Die Gefahr bei Betroffenen mit einer Kombination auf eine Förderschule für Lernbehinderte zu kommen, ist zumindest hier in Sachsen und Dresden sehr wahrscheinlich. Je nach Ausprägung ist dies keine Seltenheit, obwohl die Betroffenen von der Intelligenz her durchschnittlich begabt sind. An dieser Stelle versagt hier die testpsychologische Untersuchung in der Regel. Diese Sicht bestätigt auch der Prof. Manfred Spitzer, dass IQ-Testung auf den Durchschnitt der Bevölkerung von 85-115 IQ einigermaßen passen.
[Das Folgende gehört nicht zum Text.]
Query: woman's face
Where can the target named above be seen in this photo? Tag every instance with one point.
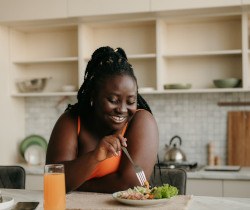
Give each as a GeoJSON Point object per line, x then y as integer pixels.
{"type": "Point", "coordinates": [115, 102]}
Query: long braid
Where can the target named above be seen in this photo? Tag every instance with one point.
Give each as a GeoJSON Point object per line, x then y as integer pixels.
{"type": "Point", "coordinates": [105, 62]}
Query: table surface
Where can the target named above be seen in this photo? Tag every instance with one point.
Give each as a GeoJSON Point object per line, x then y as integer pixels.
{"type": "Point", "coordinates": [243, 174]}
{"type": "Point", "coordinates": [85, 200]}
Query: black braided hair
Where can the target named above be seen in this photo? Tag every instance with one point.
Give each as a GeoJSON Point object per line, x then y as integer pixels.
{"type": "Point", "coordinates": [104, 63]}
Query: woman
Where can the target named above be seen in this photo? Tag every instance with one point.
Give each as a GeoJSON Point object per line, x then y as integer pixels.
{"type": "Point", "coordinates": [110, 113]}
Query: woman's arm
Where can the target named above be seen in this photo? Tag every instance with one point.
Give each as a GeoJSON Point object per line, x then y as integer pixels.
{"type": "Point", "coordinates": [142, 140]}
{"type": "Point", "coordinates": [63, 147]}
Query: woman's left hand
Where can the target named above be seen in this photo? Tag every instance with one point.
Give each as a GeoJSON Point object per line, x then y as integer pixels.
{"type": "Point", "coordinates": [110, 146]}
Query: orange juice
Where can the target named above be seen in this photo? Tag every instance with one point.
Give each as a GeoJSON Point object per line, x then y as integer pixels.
{"type": "Point", "coordinates": [54, 191]}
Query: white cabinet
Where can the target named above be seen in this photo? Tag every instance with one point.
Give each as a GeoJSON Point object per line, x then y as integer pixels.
{"type": "Point", "coordinates": [34, 182]}
{"type": "Point", "coordinates": [236, 188]}
{"type": "Point", "coordinates": [194, 49]}
{"type": "Point", "coordinates": [159, 5]}
{"type": "Point", "coordinates": [78, 8]}
{"type": "Point", "coordinates": [16, 10]}
{"type": "Point", "coordinates": [199, 50]}
{"type": "Point", "coordinates": [218, 187]}
{"type": "Point", "coordinates": [204, 187]}
{"type": "Point", "coordinates": [50, 51]}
Werden diese Tests aber mit Lernproblemen oder Sonderbegabungen konfrontiert, so sagt Spitzer: „Dann spaßt nichts mehr so richtig.“ Diese Aussagen bestätigen unsere Beobachtungen, dass Testungen weder bei Legasthenie oder Dyskalkulie noch bei erworbenen Problemen für eine objektive Beurteilung herangezogen werden können. Leider ist dies der Fall in unserem Bildungssystem oder in der Berufsfindung. Hier ist ein IQ-Test nur sinnvoll, wenn man eine wirkliche Lernbehinderung ausschließen will.
Dies sollte aber in den Grundschuljahren passieren, um frühzeitig intervenieren zu können. So können sowohl vielfältige Probleme im Verhalten als auch seelische Probleme präventiv vermieden werden. Meistens wird jedoch in diesem frühen Alter nicht richtig hingesehen. Zumeist aus Unwissenheit oder fachlicher Unkenntnis. Die Kinder werden daher frühzeitig erkannt. Daher ist es oft zu beobachten, dass diese Kinder häufig auf eine Förderschule delegiert werden. Eine negative Entwicklung für die gesamte Persönlichkeit des Kindes ist dadurch unweigerlich vorprogrammiert. Was auf lange Sicht sehr hohe Kosten für das Gemeinwesen bedeuten wird. Da Förderschüler und Hauptschüler sehr geringe Chancen für eine optimale berufliche Entwicklung erhalten werden. Denn Teilabschlüsse werden in der Wirtschaft nicht wirklich gebraucht. Daher geraten nicht wenige Betroffene ins soziale Abseits und zählen nicht selten zu den Langzeitarbeitslosen. Sicherlich beobachten wir auch andere Fälle. Erwachsene und Jugendliche mit Kombinationen sind doppelt betroffen!
Es ist schon schwer, sich mit einer Legasthenie durchs Schulleben zu kämpfen. Kombinierte Probleme sind durchaus eine deutlich größere Herausforderung als eine isolierte Legasthenie. Die Lebensgeschichte von Jana Kunath wird uns darüber einiges zeigen. Wie schwierig es ist, diese kombinierten Probleme richtig zu erkennen. Betroffene brauchen eine hoch qualifizierte Hilfestellung.